Reliability and Validity Flashcards
(39 cards)
What is reliability
Reliability refers to the consistency/repeatability of results of a measurement. “How” reliable something is relative and depends on the situation.
Types of reliability
- Observers: Inter-Observer reliability
- Observations: Internal (Split-half) reliability
- Occasions: Test-retest reliability
What is inter-observer reliability?
Inter-observer reliability is the degree to which observers agree upon an observation or judgement
• Can be frequency or categorical judgement
How is inter-observer reliability tested?
Measure by looking at shared relationships between observers (i.e. correlation). Cohen’s kappa, Pearson’s correlation coefficient (r), etc. depending on whether continuous or discrete
What is internal reliability?
Internal reliability is the degree to which specific items/observations in a multiple item measure behave the same way. I.e. are they measuring the same thing?
How is internal reliability tested?
Tested by dividing test into 2 halves, then looking at correlation between them. If it has high internal reliability, an individual’s performance on the first half should correlated with the second half.
What is test-retest reliability?
Test-retest reliability is the extent to which scores on a test/measure remain stable over time.
What is validity?
Validity refers to how well a measure or an
operationalised variable corresponds to what it is supposed to measure/represent.
Types of validity
- Internal validity
- External validity
- Population validity
- Ecological validity
- Construct validity
- Content validity
- Criterion validity
Internal validity
• How convincing is the evidence for causality in a study/series of experiments?
• i.e. how strong is the inference that the independent
variable and the dependent variable are causally
related?
J.S. Mill: 3 requirements to establish causality
- Covariation
- Temporal Sequence
- Eliminating confounds (rival explanations/hypotheses)
- Third-variable problem
Equifinality
Another threat to internal validity. Most things have multiple causes .
External validity
How well does a causal relationship hold across different people, settings, treatment variables, measurements and time. Two types: Ecological and population validity.
Population validity
- Making cross-cultural inferences from Western, Educated, Industrialized, Rich, Democratic samples?

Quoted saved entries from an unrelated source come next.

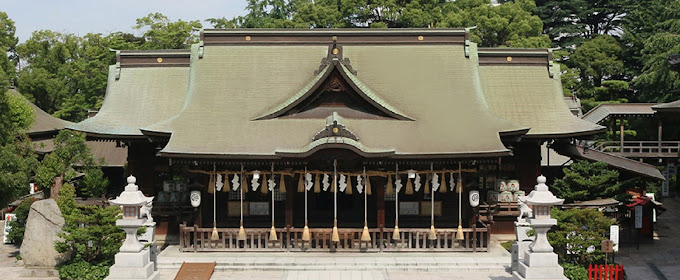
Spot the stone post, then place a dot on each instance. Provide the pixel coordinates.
(134, 260)
(540, 262)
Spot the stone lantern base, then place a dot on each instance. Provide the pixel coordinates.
(133, 266)
(539, 266)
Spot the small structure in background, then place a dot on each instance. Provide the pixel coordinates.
(539, 261)
(134, 259)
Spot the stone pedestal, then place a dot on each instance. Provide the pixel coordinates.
(133, 266)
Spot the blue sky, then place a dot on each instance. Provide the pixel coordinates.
(96, 16)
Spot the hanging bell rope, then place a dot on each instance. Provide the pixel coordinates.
(433, 233)
(395, 233)
(442, 185)
(241, 231)
(365, 235)
(272, 232)
(335, 236)
(215, 236)
(459, 189)
(305, 232)
(282, 184)
(367, 185)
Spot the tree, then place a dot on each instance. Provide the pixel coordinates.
(584, 180)
(596, 60)
(161, 33)
(8, 44)
(90, 234)
(578, 236)
(57, 167)
(16, 235)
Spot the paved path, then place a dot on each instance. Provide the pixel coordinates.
(9, 269)
(661, 259)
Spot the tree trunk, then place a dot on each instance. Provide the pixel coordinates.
(56, 186)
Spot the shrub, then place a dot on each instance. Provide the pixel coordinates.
(16, 235)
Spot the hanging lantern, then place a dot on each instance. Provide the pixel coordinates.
(367, 186)
(442, 186)
(195, 198)
(409, 186)
(263, 187)
(474, 198)
(390, 187)
(301, 184)
(282, 185)
(317, 186)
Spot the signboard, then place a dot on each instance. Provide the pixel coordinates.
(259, 208)
(638, 216)
(409, 208)
(425, 208)
(614, 236)
(8, 218)
(607, 246)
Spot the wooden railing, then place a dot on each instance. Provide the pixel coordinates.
(641, 148)
(195, 239)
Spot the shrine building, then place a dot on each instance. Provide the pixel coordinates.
(333, 139)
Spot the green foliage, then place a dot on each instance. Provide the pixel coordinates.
(576, 231)
(575, 272)
(69, 150)
(90, 234)
(16, 235)
(596, 59)
(584, 180)
(161, 33)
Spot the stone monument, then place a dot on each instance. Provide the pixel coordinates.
(134, 259)
(539, 260)
(37, 250)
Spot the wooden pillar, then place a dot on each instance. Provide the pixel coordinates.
(621, 136)
(290, 200)
(378, 184)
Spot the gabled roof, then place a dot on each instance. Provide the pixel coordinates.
(602, 111)
(670, 107)
(44, 125)
(523, 86)
(144, 87)
(239, 76)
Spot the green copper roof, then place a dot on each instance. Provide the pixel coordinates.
(231, 86)
(528, 95)
(140, 97)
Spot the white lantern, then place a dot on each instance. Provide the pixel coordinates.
(474, 198)
(195, 197)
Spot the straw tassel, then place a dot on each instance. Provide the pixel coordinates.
(390, 186)
(409, 186)
(368, 185)
(241, 231)
(348, 189)
(428, 184)
(365, 236)
(335, 237)
(282, 185)
(264, 189)
(442, 186)
(317, 186)
(305, 233)
(211, 184)
(301, 184)
(227, 187)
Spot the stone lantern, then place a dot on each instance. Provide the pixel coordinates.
(540, 262)
(133, 261)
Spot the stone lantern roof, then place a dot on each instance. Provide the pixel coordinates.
(132, 196)
(541, 195)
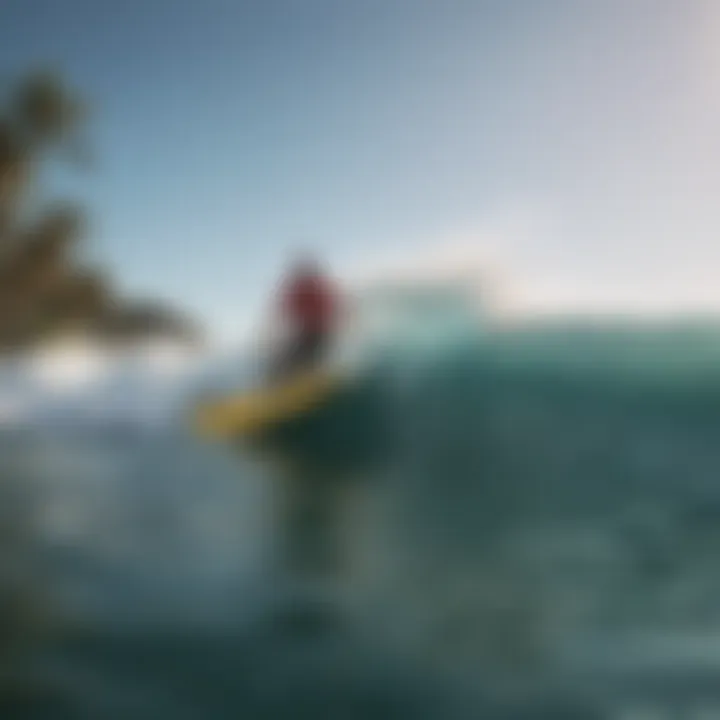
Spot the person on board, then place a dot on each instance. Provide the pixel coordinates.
(309, 308)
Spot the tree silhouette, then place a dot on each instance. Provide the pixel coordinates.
(44, 289)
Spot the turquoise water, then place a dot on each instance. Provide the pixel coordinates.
(546, 520)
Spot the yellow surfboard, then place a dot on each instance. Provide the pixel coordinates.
(250, 413)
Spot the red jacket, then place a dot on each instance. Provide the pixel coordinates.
(310, 302)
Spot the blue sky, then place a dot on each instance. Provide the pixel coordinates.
(576, 143)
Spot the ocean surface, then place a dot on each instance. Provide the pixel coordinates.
(543, 541)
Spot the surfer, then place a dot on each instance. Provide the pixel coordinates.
(309, 308)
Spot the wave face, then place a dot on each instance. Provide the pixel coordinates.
(551, 506)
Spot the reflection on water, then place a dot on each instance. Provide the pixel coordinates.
(547, 531)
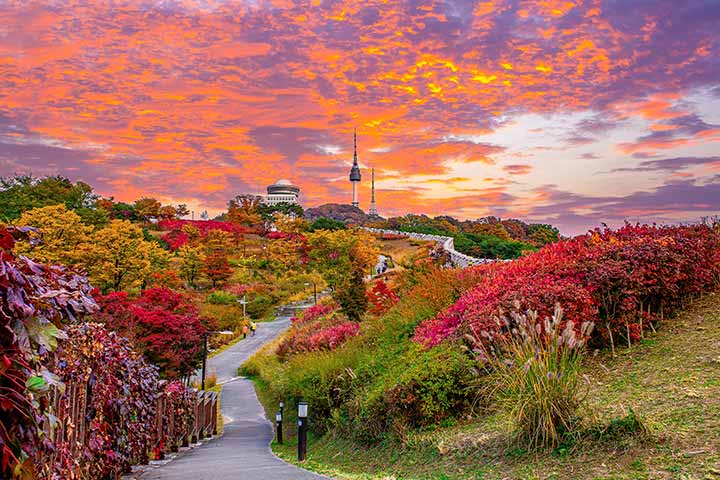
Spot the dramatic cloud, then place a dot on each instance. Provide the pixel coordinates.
(196, 101)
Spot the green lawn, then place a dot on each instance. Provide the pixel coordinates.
(671, 380)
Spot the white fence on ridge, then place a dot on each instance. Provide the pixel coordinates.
(447, 243)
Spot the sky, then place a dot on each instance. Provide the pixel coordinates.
(575, 113)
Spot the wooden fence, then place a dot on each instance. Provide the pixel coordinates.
(169, 433)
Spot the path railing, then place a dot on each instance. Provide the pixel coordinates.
(170, 430)
(457, 259)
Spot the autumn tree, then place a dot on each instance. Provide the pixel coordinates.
(61, 235)
(21, 193)
(289, 224)
(335, 254)
(243, 210)
(351, 294)
(218, 240)
(217, 268)
(191, 262)
(181, 210)
(542, 234)
(167, 212)
(147, 208)
(120, 258)
(163, 325)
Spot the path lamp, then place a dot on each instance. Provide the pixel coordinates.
(278, 424)
(243, 302)
(205, 335)
(314, 290)
(302, 431)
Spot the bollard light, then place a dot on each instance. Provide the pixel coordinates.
(302, 431)
(278, 425)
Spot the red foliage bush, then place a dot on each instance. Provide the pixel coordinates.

- Differences in tasks ranging from motivation, reasoning and even visual perception
- Muller-Lyer Illusion: Americans vs. the San people of the Kalahari
Ecological Validity
How well do results of laboratory experiments generalise to real-life settings?
• E.g. aggression studies in the lab vs. in real life
• Bandura (1961, 1963): Bobo doll experiment
Construct validity
How well do your operationalized variables
(independent and/or dependent) represent the
hypothetical or abstract variables of interest
Content validity
Degree to which the items or tasks adequately sample the
target domain
• i.e. how well does a measure/task represent all the facets of a construct
Criterion validity
To what extent can a procedure be used to infer or predict some criterion (outcome)
Two types: concurrent and predictive
Concurrent validity
A type of criterion validity - to what extent can a procedure be used to infer some criterion
Predictive validity
A type of criterion validity - to what extent can a procedure be used to predict some criterion
When do person confounds occur?
Person confounds occur when a variable seems to cause something because people who are high or low on this variable also happen to be high or low on some individual difference variable (e.g. demographics characteristic) that is associated with the outcome variable of interest.
When do operational confounds occur?
Operational confounds occur when a measure designed to assess a specific construct such as depression, memory, or foot size inadvertently measures something else as well.
What is a confound?
A threat to internal validity, that undermines a causal explanation
What is an artifact?
A threat to external validity, a by-product of testing procedure or sample that biases all results.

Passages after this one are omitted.